Deadlocks

The Deadlocks dashboard helps you identify and diagnose deadlock situations.

Expand the “Deadlocks” row to view a chart that shows the number of deadlocks for each database.

Understanding Deadlocks

A deadlock occurs when two or more sessions create a circular dependency on locks.

SQL Server’s deadlock detector runs every few seconds to identify these circular lock dependencies. When a deadlock is detected, SQL Server analyzes the sessions involved and chooses one as the “deadlock victim” based on factors like transaction cost and deadlock priority. The victim’s current statement is rolled back with error 1205, while other sessions proceed normally. The application that receives error 1205 should catch this error and retry the transaction, as the same operation will typically succeed on retry once the competing transaction completes.

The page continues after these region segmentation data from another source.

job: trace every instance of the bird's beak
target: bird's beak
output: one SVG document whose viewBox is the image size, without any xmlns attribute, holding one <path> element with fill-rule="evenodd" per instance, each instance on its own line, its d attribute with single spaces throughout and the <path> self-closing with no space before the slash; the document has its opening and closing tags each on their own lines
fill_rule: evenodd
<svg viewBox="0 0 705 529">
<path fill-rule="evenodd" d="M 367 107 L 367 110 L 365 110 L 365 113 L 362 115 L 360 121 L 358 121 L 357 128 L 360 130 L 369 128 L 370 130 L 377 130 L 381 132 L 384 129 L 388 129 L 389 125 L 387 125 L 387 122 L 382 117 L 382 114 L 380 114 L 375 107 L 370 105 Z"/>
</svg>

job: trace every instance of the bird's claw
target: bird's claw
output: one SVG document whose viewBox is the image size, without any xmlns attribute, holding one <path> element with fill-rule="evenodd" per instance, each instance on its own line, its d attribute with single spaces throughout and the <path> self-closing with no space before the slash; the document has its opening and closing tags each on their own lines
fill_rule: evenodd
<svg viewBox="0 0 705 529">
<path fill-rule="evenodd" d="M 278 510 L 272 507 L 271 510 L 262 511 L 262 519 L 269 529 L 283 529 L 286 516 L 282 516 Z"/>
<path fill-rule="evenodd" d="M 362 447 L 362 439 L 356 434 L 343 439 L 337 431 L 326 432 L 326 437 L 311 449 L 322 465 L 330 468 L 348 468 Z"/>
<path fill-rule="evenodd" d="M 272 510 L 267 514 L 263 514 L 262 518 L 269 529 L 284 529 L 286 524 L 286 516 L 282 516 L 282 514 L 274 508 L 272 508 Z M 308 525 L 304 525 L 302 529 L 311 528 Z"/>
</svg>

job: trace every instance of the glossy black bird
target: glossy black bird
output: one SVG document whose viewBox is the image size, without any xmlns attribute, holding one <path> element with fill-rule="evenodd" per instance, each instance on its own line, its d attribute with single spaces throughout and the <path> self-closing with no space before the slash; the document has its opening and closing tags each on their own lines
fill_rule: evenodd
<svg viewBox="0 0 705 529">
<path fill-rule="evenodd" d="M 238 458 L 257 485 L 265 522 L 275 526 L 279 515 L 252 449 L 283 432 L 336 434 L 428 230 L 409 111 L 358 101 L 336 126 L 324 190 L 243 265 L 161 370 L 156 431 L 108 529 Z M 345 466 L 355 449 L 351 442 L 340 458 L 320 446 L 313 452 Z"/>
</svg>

QMonitor captures deadlock events through SQL Server extended events and stores the complete deadlock graph as XML. This graph contains detailed information about all sessions involved in the deadlock, the resources they were competing for, and the SQL statements they were executing at the time.

The deadlock events table below the chart lists all captured deadlocks with the following information:

• Time shows when the deadlock occurred, helping you identify patterns such as deadlocks during batch processing or peak usage periods.
• Event Sequence provides a unique identifier for the deadlock event that you can use when communicating with team members or referencing in tickets.
• Database identifies which database the deadlock occurred in, helping you route investigation to the appropriate database owners and application teams. This is often reported as “master”,
• but the graph itself contains the actual database context for each session.
• User Name shows the SQL Server login involved in the deadlock, useful for identifying which applications or users are experiencing deadlock issues.

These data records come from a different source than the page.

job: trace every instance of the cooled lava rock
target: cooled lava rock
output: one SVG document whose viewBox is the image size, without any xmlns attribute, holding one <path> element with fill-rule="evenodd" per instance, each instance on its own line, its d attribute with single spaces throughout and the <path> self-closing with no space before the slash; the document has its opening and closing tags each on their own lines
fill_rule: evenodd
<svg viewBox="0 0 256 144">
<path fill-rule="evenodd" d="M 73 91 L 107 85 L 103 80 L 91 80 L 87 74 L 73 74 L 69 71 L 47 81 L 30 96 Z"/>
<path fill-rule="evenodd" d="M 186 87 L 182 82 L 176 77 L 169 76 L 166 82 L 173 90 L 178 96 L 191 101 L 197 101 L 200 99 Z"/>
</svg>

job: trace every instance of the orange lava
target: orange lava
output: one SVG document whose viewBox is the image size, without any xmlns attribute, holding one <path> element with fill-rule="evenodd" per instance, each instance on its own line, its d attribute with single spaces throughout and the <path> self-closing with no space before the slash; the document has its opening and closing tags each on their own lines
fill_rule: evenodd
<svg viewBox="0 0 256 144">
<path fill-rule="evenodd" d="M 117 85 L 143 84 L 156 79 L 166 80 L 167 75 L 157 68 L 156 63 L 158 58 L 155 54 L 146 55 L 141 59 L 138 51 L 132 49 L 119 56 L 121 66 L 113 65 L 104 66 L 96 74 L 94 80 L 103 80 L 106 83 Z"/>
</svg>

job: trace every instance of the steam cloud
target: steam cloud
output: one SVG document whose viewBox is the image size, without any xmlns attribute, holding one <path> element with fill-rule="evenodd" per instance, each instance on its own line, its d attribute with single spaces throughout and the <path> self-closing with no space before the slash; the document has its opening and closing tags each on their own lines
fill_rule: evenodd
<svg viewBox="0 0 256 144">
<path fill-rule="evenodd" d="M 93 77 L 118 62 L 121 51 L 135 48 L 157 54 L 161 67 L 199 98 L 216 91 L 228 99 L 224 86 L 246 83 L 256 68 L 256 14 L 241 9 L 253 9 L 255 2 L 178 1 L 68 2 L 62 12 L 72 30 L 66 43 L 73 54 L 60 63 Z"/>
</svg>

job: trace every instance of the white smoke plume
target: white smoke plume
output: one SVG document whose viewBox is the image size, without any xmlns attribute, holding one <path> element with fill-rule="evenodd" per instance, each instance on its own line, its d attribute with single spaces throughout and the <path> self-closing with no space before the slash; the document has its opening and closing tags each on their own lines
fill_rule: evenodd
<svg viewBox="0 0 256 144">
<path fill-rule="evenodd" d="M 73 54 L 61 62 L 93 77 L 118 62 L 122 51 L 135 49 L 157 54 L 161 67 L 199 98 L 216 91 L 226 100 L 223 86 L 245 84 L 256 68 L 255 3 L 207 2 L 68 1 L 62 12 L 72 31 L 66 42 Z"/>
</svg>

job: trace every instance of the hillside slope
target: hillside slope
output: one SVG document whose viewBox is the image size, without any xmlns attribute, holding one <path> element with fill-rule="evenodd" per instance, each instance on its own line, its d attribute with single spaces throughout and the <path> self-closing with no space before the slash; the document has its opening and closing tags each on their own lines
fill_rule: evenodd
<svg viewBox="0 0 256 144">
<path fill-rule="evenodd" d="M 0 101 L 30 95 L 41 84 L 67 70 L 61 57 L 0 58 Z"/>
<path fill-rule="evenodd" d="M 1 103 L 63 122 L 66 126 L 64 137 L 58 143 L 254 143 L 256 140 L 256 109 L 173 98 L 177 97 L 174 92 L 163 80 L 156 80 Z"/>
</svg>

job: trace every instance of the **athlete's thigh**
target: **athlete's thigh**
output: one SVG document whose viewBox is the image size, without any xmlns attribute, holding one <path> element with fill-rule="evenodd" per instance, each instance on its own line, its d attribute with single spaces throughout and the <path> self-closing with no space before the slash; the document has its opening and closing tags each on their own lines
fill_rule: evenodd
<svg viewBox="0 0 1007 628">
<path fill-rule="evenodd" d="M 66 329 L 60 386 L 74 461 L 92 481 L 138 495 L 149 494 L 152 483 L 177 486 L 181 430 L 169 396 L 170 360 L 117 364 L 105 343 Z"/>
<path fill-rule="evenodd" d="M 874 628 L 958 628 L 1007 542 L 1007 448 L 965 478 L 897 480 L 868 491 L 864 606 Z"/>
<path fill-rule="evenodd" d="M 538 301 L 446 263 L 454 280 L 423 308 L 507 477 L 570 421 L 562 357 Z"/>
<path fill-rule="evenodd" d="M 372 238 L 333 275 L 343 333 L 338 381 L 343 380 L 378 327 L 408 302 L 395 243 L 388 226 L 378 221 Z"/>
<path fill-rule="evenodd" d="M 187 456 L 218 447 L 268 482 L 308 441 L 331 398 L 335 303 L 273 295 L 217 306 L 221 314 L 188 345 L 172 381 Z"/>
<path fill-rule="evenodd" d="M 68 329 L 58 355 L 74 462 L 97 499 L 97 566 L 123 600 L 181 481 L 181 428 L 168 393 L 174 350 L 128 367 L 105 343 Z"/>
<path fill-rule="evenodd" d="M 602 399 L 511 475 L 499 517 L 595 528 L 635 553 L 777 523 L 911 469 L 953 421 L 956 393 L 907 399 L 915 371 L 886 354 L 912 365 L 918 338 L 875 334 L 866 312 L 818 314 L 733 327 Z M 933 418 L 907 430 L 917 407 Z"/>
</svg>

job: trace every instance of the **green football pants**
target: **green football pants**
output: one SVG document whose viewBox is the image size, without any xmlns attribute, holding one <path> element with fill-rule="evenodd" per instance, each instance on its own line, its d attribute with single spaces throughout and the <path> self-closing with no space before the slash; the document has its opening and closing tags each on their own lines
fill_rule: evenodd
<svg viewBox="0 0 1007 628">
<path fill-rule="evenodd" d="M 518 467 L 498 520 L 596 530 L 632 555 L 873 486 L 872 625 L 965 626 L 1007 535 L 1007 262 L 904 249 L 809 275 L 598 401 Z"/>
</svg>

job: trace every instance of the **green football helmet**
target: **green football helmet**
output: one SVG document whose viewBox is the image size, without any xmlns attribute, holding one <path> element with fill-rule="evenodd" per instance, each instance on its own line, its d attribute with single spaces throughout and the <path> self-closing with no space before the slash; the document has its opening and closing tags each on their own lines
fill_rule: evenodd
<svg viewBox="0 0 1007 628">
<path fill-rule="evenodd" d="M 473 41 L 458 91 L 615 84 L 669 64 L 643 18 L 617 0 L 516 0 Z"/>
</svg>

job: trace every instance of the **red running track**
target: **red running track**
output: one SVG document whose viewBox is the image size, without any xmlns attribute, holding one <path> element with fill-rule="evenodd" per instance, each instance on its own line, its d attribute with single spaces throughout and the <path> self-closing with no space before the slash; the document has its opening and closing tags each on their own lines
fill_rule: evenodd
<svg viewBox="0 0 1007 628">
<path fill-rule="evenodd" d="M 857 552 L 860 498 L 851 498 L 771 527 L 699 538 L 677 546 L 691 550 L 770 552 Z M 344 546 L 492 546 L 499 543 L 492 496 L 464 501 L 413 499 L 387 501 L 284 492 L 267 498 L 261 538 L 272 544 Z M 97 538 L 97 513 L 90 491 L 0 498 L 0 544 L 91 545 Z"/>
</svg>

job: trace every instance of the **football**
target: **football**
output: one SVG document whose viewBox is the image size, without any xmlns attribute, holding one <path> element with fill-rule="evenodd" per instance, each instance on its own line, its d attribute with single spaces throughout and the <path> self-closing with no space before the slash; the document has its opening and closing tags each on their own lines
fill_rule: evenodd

Use the column filters to narrow the list to specific databases or time periods, and sort by Time to see the most recent deadlocks first or to identify clusters of deadlocks occurring in quick succession.

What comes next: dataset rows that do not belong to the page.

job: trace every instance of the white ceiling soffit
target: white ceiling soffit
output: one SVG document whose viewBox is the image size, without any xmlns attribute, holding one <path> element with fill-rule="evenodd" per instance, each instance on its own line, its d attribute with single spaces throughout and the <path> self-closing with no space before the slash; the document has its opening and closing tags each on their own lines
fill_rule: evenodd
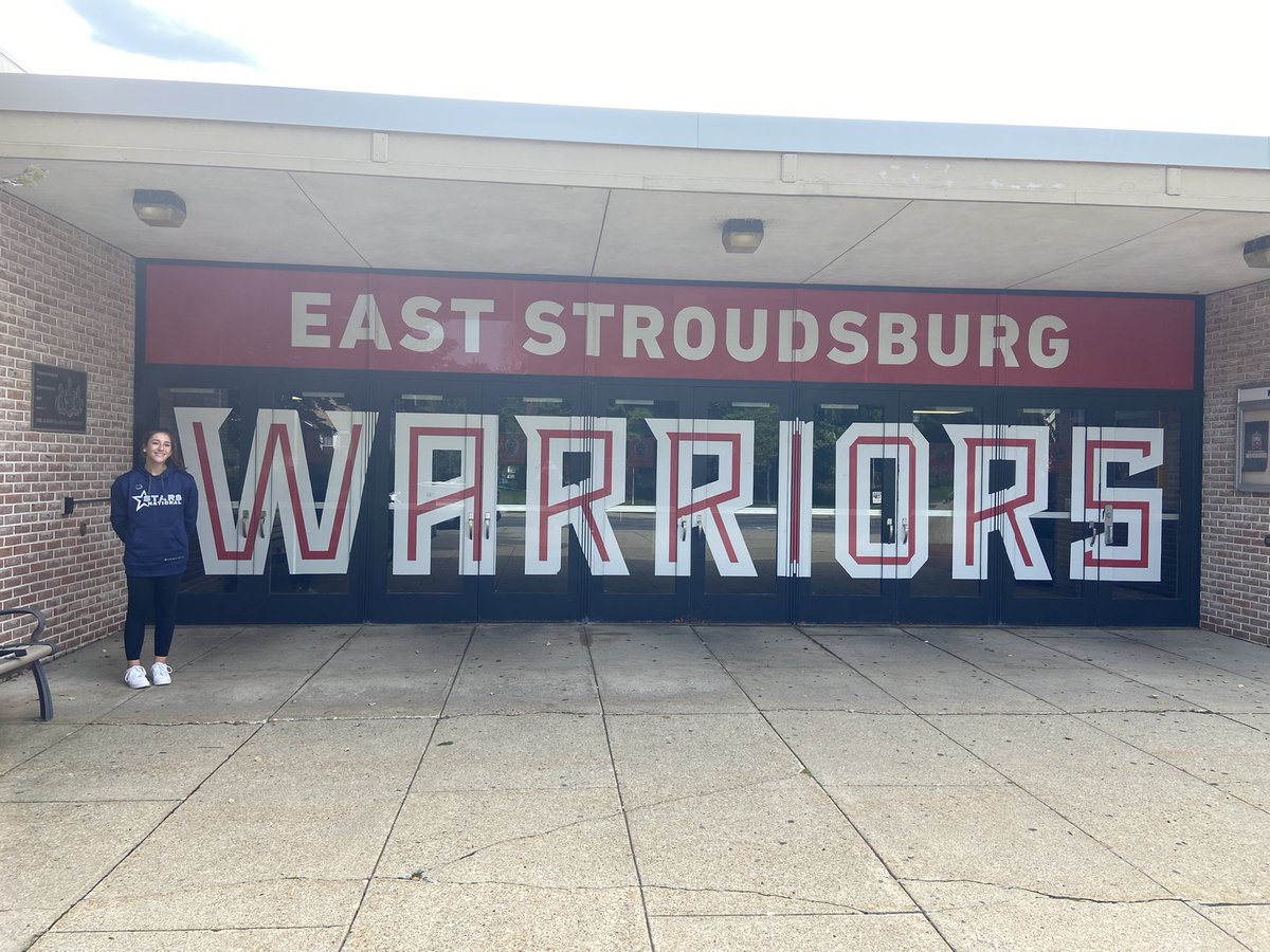
<svg viewBox="0 0 1270 952">
<path fill-rule="evenodd" d="M 1072 129 L 1031 137 L 1013 129 L 1015 140 L 1033 147 L 1033 161 L 992 157 L 1003 131 L 989 136 L 996 145 L 979 159 L 822 151 L 791 152 L 784 161 L 780 142 L 815 146 L 818 128 L 834 133 L 824 142 L 841 147 L 848 129 L 860 141 L 862 126 L 885 127 L 874 129 L 874 138 L 898 145 L 886 136 L 904 133 L 911 156 L 923 142 L 947 145 L 958 129 L 698 117 L 719 119 L 706 149 L 678 141 L 692 135 L 683 117 L 658 114 L 631 127 L 639 145 L 622 145 L 618 119 L 631 117 L 621 110 L 598 110 L 607 117 L 603 135 L 588 142 L 565 140 L 578 110 L 502 104 L 502 112 L 474 107 L 471 129 L 385 137 L 330 122 L 297 124 L 311 110 L 282 126 L 234 118 L 234 109 L 220 104 L 225 116 L 164 119 L 135 110 L 128 118 L 116 107 L 114 114 L 74 116 L 72 95 L 52 96 L 61 108 L 46 104 L 52 112 L 39 113 L 29 103 L 10 103 L 4 79 L 0 173 L 30 162 L 48 173 L 34 188 L 9 190 L 137 258 L 1138 293 L 1212 293 L 1266 277 L 1248 269 L 1241 254 L 1245 241 L 1270 234 L 1270 171 L 1253 155 L 1265 151 L 1260 141 L 1125 133 L 1125 143 L 1149 146 L 1162 160 L 1176 150 L 1214 162 L 1186 168 L 1146 164 L 1146 152 L 1123 164 L 1073 161 L 1059 149 L 1059 140 L 1067 141 L 1059 133 L 1073 138 Z M 71 91 L 113 88 L 91 83 L 72 84 Z M 206 91 L 157 85 L 174 100 Z M 34 84 L 46 98 L 61 90 L 55 86 Z M 249 112 L 243 104 L 249 93 L 230 94 L 240 112 Z M 269 94 L 260 91 L 262 102 L 272 102 Z M 309 91 L 300 99 L 352 102 L 326 99 L 331 95 Z M 212 108 L 212 99 L 196 100 Z M 434 112 L 444 105 L 438 116 L 451 124 L 464 114 L 461 104 L 418 102 Z M 594 110 L 582 112 L 580 118 L 594 118 Z M 166 114 L 189 116 L 175 107 Z M 526 137 L 476 137 L 481 122 L 498 126 L 503 114 L 518 117 L 518 124 L 499 127 L 503 133 L 521 129 Z M 556 138 L 527 137 L 531 119 L 555 129 Z M 966 127 L 958 141 L 970 141 L 970 133 L 987 135 Z M 1111 149 L 1118 140 L 1097 141 Z M 189 209 L 184 226 L 137 221 L 131 208 L 137 188 L 182 195 Z M 757 253 L 723 250 L 728 218 L 763 220 Z"/>
</svg>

Click a row to open the Deadlock detail dashboard.

Deadlock Event Details

When you click on a deadlock event in the main table, the Deadlock Detail dashboard opens with comprehensive information to help you understand and resolve the deadlock.

Deadlock event detail showing deadlock graph XML and active sessions

Deadlock Graph XML

The deadlock graph XML panel displays the complete XML representation of the deadlock as captured by SQL Server. This XML contains all the information SQL Server used to detect and resolve the deadlock, making it the authoritative source for understanding what happened.

The XML structure includes several key node types:

Process Nodes (<process>) describe each session involved in the deadlock. Each process node contains:

• The session ID (SPID) and transaction ID
• Whether the process was chosen as the deadlock victim
• The isolation level the transaction was using
• Lock mode and lock request mode
• The SQL statement being executed (in the <inputbuf> element)
• The execution stack showing which stored procedures or code paths led to the deadlock

Resource Nodes describe the database objects involved in the deadlock, such as:

• <keylock> for row-level locks on index keys
• <pagelock> for page-level locks
• <objectlock> for table-level locks
• <ridlock> for row identifier locks on heap tables

Each resource node shows which processes own locks on the resource and which processes are waiting for locks on that resource, revealing the circular dependency.

Owner and Waiter Lists within each resource node show the lock ownership chain. By following the owners and waiters across resources, you can trace the deadlock cycle: Process A owns Resource 1 and waits for Resource 2, while Process B owns Resource 2 and waits for Resource 1.

Reading the Deadlock Graph

To analyze a deadlock, start by identifying the victim process (marked with deadlock-victim="1" in the process node). Then examine the SQL statements in all participating processes to understand what operations were attempting to execute.

Look at the resource nodes to identify which database objects were involved. The object names are typically shown as object IDs that you can look up in sys.objects, but the associated index IDs and database names provide immediate context.

Trace the lock ownership chain by following the <owner-list> and <waiter-list> elements. This reveals the exact sequence of lock requests that formed the deadlock cycle. Understanding this sequence is crucial for determining how to prevent the deadlock.

Pay attention to the isolation levels shown in the process nodes. Higher isolation levels like REPEATABLE READ or SERIALIZABLE hold locks longer and increase deadlock likelihood. If you see these isolation levels, consider whether they’re truly necessary for the business logic.

Active Sessions Context

The bottom grid shows sessions that were active around the time the deadlock occurred. Use the time window buttons (1 to 15 minutes) to expand or narrow the view.

This context helps you understand the overall workload and identify whether there were other related activities occurring simultaneously. For example, if you see multiple similar queries running at the same time, this might indicate that concurrency issues need to be addressed at the application level through better transaction design or job scheduling.